People Worth Learning About | Golden Skate

People Worth Learning About

Joined
Aug 16, 2009
We've been reading so much bad news lately that I thought it was time for a thread providing (I hope) some uplift. I keep a list of courageous souls of all kinds, and I often look at it for sustenance. Last night I was thinking about Grace and Lee Lorch. They're proof that people of impressive accomplishment and even heroism often operate under the radar.

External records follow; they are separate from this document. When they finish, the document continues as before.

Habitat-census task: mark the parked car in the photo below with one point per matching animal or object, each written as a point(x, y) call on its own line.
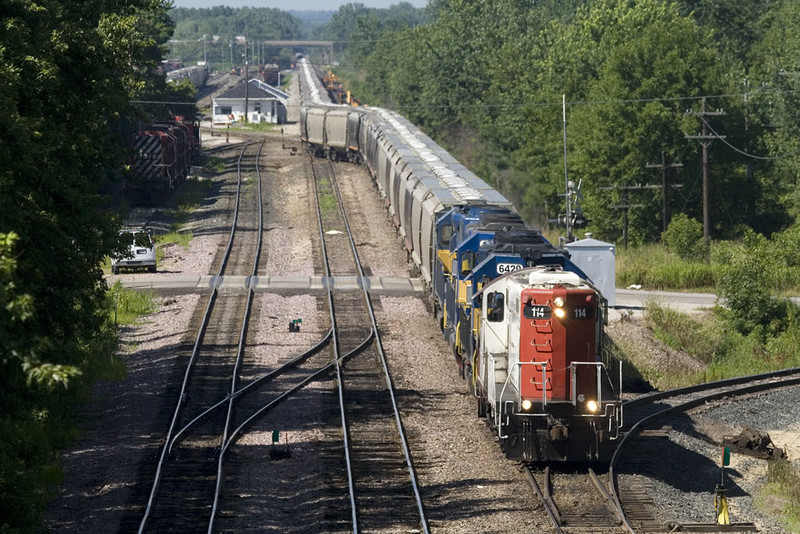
point(142, 253)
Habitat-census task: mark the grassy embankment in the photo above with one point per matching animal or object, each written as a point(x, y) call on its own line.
point(757, 331)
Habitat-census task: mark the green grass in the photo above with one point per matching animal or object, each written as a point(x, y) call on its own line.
point(189, 196)
point(654, 267)
point(127, 306)
point(781, 496)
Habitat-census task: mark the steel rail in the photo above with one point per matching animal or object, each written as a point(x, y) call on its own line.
point(544, 497)
point(387, 375)
point(275, 373)
point(195, 352)
point(264, 409)
point(242, 344)
point(645, 399)
point(788, 378)
point(336, 349)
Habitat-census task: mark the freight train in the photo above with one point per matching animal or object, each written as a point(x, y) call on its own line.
point(161, 157)
point(524, 323)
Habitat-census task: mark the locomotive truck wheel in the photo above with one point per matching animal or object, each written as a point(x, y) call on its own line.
point(482, 411)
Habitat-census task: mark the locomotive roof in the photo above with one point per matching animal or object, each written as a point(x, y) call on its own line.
point(462, 184)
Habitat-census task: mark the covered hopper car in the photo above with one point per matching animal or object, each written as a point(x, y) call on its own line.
point(524, 323)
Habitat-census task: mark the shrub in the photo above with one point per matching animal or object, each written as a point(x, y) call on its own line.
point(684, 237)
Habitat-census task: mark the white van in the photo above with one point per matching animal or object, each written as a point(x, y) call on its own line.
point(142, 253)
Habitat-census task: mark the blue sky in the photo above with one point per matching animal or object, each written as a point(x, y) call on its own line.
point(286, 5)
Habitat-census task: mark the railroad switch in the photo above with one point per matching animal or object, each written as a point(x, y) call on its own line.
point(721, 505)
point(277, 452)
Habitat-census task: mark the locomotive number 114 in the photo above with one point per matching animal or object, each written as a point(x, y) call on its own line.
point(503, 268)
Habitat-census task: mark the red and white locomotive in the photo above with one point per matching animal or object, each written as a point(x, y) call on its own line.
point(539, 374)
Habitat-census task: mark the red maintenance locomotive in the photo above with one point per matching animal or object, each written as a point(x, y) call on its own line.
point(161, 157)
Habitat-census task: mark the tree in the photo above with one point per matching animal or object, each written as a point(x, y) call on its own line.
point(67, 71)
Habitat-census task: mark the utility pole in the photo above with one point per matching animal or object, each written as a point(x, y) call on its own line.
point(705, 140)
point(664, 187)
point(246, 82)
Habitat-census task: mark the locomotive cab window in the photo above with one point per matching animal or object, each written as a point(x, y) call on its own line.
point(445, 235)
point(467, 262)
point(495, 307)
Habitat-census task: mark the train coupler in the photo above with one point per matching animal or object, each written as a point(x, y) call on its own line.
point(721, 505)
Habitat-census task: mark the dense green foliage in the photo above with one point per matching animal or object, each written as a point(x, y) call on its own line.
point(67, 72)
point(486, 79)
point(223, 35)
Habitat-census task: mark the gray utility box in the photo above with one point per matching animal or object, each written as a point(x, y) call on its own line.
point(596, 259)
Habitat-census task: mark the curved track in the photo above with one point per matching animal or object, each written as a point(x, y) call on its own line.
point(184, 481)
point(650, 410)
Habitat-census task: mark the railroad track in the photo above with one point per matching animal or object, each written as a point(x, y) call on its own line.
point(644, 417)
point(181, 493)
point(382, 483)
point(575, 501)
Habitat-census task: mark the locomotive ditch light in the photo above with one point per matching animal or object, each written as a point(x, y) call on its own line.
point(559, 312)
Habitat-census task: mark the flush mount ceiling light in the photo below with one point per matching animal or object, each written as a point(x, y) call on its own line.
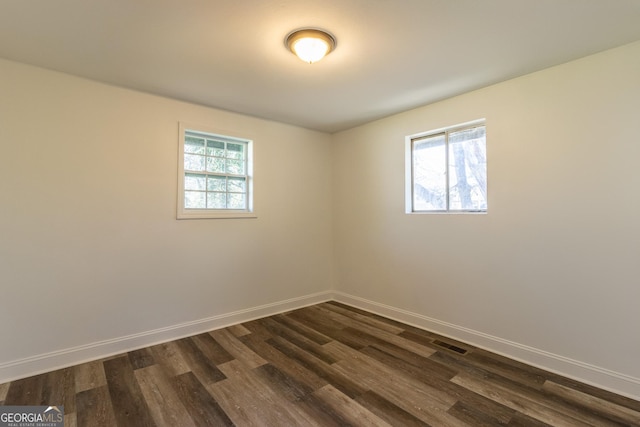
point(310, 44)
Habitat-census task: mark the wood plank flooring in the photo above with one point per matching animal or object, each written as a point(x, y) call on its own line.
point(325, 365)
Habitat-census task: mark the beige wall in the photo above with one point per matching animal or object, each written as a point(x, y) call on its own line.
point(91, 252)
point(90, 249)
point(554, 265)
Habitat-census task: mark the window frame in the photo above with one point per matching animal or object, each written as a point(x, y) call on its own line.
point(409, 171)
point(211, 213)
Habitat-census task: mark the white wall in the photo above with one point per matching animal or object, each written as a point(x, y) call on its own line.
point(551, 273)
point(90, 249)
point(91, 252)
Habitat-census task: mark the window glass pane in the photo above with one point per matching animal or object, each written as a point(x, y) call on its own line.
point(215, 164)
point(468, 170)
point(236, 201)
point(215, 148)
point(216, 201)
point(237, 185)
point(195, 200)
point(193, 145)
point(235, 167)
point(194, 181)
point(217, 183)
point(429, 174)
point(194, 162)
point(235, 151)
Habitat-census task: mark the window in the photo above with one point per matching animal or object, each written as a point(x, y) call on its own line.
point(447, 170)
point(215, 175)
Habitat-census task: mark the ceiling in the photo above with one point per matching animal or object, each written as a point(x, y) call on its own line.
point(392, 55)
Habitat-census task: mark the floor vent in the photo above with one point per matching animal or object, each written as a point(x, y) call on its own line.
point(450, 347)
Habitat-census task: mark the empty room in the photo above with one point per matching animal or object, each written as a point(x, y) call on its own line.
point(278, 212)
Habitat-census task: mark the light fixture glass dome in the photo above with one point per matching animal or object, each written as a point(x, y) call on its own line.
point(310, 45)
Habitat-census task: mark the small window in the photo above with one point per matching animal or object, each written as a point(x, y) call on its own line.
point(447, 170)
point(215, 175)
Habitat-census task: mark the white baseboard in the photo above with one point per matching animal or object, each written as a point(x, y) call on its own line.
point(603, 378)
point(10, 371)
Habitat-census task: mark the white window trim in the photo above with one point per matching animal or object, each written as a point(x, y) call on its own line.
point(408, 169)
point(183, 213)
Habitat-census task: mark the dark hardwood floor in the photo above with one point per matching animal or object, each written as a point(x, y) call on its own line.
point(324, 365)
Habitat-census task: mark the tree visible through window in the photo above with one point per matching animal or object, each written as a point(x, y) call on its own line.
point(449, 171)
point(215, 175)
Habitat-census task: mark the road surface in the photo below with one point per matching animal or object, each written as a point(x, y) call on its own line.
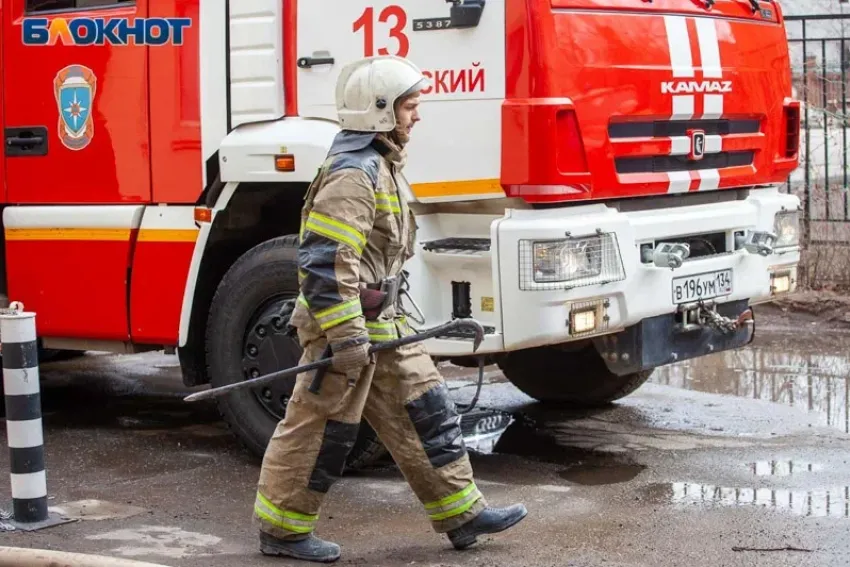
point(736, 459)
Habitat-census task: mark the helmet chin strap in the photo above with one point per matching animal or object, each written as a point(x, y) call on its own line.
point(400, 136)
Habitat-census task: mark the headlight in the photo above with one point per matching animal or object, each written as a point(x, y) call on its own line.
point(567, 263)
point(567, 260)
point(786, 226)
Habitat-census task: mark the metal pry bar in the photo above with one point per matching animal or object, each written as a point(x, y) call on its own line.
point(469, 324)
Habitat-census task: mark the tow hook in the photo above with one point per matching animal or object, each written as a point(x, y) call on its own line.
point(698, 315)
point(760, 242)
point(671, 254)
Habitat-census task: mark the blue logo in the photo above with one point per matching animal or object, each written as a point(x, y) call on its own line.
point(74, 89)
point(99, 31)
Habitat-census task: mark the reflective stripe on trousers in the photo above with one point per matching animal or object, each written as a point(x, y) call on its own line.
point(454, 504)
point(283, 519)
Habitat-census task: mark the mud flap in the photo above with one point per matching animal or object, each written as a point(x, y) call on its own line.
point(658, 341)
point(337, 442)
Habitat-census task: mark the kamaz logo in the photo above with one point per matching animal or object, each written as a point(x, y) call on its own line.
point(693, 87)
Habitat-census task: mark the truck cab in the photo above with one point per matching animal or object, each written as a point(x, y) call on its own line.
point(598, 182)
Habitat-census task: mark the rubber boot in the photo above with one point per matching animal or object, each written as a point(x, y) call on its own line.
point(308, 548)
point(489, 521)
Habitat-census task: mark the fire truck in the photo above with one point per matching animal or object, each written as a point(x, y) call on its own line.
point(597, 182)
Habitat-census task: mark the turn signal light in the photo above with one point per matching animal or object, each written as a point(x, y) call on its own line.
point(285, 162)
point(203, 214)
point(792, 130)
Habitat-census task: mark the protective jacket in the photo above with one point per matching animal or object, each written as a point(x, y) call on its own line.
point(355, 231)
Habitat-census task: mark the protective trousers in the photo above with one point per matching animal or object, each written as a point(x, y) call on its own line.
point(404, 398)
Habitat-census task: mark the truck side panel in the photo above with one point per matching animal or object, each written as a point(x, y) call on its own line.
point(91, 103)
point(161, 262)
point(79, 284)
point(176, 109)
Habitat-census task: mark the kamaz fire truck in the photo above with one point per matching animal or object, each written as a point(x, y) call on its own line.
point(597, 182)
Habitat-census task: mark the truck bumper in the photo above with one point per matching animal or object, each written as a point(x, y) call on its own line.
point(664, 339)
point(638, 303)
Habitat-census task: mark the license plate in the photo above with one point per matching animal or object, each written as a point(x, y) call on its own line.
point(702, 286)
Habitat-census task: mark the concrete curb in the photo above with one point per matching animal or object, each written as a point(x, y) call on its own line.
point(20, 557)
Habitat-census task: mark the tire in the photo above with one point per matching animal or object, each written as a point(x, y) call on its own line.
point(579, 378)
point(246, 337)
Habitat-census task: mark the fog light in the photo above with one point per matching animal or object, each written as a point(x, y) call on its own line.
point(760, 242)
point(583, 321)
point(787, 228)
point(589, 317)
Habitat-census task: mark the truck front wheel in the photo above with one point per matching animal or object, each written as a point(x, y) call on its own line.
point(550, 374)
point(246, 337)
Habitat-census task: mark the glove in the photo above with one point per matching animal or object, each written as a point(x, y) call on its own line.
point(351, 356)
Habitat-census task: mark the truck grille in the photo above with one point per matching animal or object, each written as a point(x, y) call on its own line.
point(668, 128)
point(657, 164)
point(662, 146)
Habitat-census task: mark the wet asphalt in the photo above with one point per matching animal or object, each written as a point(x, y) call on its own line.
point(740, 458)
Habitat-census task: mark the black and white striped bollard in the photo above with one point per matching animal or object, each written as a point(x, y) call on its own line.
point(24, 431)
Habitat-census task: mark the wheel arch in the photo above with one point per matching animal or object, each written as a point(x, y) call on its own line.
point(252, 213)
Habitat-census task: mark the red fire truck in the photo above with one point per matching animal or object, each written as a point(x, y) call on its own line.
point(596, 181)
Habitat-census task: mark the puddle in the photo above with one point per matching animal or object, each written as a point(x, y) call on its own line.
point(781, 467)
point(596, 475)
point(833, 502)
point(794, 373)
point(489, 432)
point(96, 510)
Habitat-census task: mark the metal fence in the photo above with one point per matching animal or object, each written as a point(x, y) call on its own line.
point(820, 56)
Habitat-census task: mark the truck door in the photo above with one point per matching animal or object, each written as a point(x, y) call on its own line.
point(77, 156)
point(86, 106)
point(461, 111)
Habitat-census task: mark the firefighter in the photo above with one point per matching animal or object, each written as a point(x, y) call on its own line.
point(356, 233)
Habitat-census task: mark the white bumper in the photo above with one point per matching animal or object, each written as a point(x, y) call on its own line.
point(535, 318)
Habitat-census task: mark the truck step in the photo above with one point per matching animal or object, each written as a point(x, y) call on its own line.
point(464, 334)
point(457, 245)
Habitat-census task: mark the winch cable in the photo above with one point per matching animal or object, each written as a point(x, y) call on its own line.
point(471, 405)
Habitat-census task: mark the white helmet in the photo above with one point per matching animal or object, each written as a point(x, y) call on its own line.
point(367, 90)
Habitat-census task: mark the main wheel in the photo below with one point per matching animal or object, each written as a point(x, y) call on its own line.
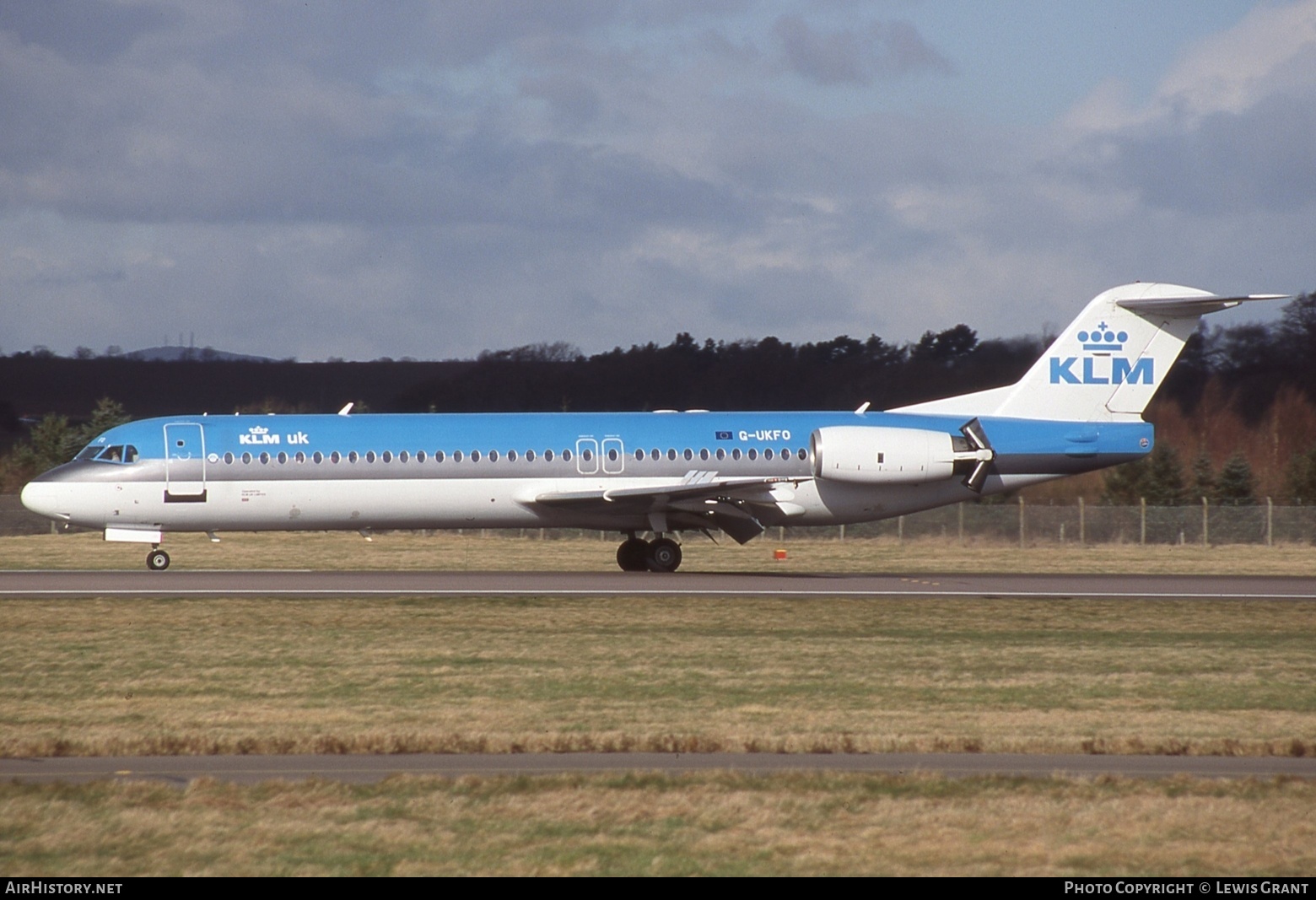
point(664, 556)
point(634, 556)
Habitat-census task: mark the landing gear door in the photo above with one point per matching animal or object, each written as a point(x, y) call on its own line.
point(185, 463)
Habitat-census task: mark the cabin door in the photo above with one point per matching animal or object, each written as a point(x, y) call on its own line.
point(185, 463)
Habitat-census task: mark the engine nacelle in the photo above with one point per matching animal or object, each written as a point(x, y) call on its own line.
point(866, 454)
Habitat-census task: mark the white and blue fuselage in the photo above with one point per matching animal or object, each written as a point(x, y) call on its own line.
point(1076, 409)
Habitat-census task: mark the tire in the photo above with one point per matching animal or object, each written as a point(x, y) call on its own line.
point(634, 556)
point(664, 556)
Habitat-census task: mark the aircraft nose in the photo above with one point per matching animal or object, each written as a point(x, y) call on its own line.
point(45, 499)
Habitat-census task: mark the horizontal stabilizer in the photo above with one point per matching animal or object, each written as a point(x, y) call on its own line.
point(1190, 307)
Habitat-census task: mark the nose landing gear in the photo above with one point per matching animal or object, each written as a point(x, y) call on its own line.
point(660, 556)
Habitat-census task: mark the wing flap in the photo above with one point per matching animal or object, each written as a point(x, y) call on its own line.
point(736, 505)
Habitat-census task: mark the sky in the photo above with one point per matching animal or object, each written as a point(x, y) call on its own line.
point(432, 179)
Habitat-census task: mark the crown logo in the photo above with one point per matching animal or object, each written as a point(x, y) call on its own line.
point(1103, 338)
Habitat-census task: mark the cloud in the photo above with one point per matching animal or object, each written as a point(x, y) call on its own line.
point(855, 57)
point(1228, 129)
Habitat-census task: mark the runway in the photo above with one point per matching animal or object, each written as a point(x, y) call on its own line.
point(364, 768)
point(293, 583)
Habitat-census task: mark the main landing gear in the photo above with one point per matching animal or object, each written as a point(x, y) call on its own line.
point(658, 556)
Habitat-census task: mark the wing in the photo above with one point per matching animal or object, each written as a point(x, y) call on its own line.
point(737, 505)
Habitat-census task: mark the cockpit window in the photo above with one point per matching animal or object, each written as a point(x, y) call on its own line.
point(121, 453)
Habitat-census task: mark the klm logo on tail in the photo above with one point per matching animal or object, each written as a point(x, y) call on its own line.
point(1103, 368)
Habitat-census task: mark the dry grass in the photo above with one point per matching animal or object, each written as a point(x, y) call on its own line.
point(702, 824)
point(388, 676)
point(496, 552)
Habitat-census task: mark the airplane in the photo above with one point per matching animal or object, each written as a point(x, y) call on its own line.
point(1078, 408)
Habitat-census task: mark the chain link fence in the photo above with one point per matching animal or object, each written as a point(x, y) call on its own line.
point(1012, 523)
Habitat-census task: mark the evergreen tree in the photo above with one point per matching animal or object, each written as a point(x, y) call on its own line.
point(1163, 483)
point(1235, 486)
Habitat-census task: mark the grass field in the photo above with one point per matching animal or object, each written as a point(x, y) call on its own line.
point(508, 674)
point(644, 824)
point(496, 552)
point(505, 674)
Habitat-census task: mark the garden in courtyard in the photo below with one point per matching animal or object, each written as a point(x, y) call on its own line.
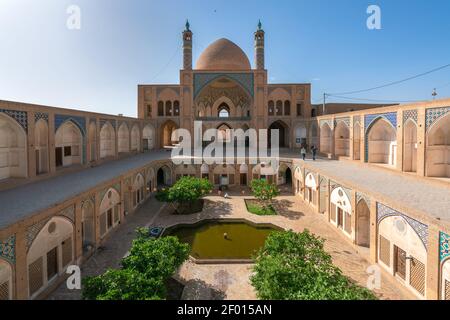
point(285, 265)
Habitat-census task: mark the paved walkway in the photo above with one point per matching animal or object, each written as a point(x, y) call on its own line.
point(429, 197)
point(23, 201)
point(231, 281)
point(113, 250)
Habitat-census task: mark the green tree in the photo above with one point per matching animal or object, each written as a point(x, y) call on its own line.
point(186, 193)
point(264, 191)
point(144, 273)
point(294, 266)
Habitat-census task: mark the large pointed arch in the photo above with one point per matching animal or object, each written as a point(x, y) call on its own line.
point(13, 149)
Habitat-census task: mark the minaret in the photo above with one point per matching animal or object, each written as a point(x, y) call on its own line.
point(259, 47)
point(187, 47)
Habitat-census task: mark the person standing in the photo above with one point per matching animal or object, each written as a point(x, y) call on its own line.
point(314, 152)
point(303, 153)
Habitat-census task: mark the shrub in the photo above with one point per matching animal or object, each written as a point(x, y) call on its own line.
point(294, 266)
point(145, 271)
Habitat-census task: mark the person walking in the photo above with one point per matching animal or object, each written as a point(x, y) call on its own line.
point(303, 153)
point(314, 152)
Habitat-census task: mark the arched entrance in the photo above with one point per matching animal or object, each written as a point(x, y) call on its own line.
point(87, 225)
point(382, 143)
point(109, 211)
point(5, 280)
point(341, 210)
point(148, 137)
point(68, 145)
point(325, 138)
point(362, 224)
point(410, 147)
point(167, 130)
point(135, 138)
point(107, 141)
point(123, 139)
point(41, 146)
point(164, 177)
point(283, 132)
point(438, 149)
point(342, 140)
point(356, 141)
point(50, 254)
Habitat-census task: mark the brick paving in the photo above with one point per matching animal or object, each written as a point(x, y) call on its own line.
point(231, 281)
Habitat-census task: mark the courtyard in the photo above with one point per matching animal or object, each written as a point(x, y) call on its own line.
point(231, 281)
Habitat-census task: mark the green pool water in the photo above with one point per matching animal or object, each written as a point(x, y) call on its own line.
point(207, 239)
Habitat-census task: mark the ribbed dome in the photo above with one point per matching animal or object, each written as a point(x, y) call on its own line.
point(223, 54)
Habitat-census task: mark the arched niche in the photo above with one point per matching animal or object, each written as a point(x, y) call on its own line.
point(68, 145)
point(6, 280)
point(13, 154)
point(410, 146)
point(51, 252)
point(109, 211)
point(41, 146)
point(438, 149)
point(341, 210)
point(88, 225)
point(342, 139)
point(107, 141)
point(148, 137)
point(135, 138)
point(363, 224)
point(123, 143)
point(325, 138)
point(382, 143)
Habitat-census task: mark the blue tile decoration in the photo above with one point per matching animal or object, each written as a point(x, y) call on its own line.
point(80, 122)
point(20, 116)
point(104, 121)
point(410, 114)
point(344, 120)
point(420, 228)
point(360, 196)
point(369, 120)
point(432, 115)
point(40, 115)
point(444, 246)
point(203, 79)
point(329, 122)
point(33, 231)
point(8, 249)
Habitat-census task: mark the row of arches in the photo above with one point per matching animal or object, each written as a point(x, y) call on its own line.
point(168, 108)
point(69, 144)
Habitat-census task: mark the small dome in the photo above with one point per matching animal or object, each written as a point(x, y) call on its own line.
point(223, 54)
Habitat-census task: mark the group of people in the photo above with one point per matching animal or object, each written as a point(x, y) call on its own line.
point(313, 151)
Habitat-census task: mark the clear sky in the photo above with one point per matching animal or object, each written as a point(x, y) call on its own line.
point(123, 43)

Lee Lorch was a mathematician who began his work before World War II. After the war, he took action to integrate his apartment complex, which had a "no black tenants" policy. (In New York City! It wasn't just the South that had such laws. Dixie just had many more of them.) Because there was no law protecting civil rights protesters, he was fired from his university position as a math professor. Most other universities wouldn't hire him. He began work at Fisk University in Tennessee, one of the finest of the historically black colleges started during Reconstruction. They had to fire him when he was interrogated by the House Un-American Activities Committee because they suspected him of communist affiliations at some point in his youth. This is how he ended up in Philander Smith College, a small black college in Little Rock, Arkansas.Then came the year when Central High School was officially integrated. Nine African American students had to show up on the first day of school. They arranged to meet at a site off campus and arrived together, with escorts. But one student, Elizabeth Eckford, didn't have a home phone. She showed up at the school alone.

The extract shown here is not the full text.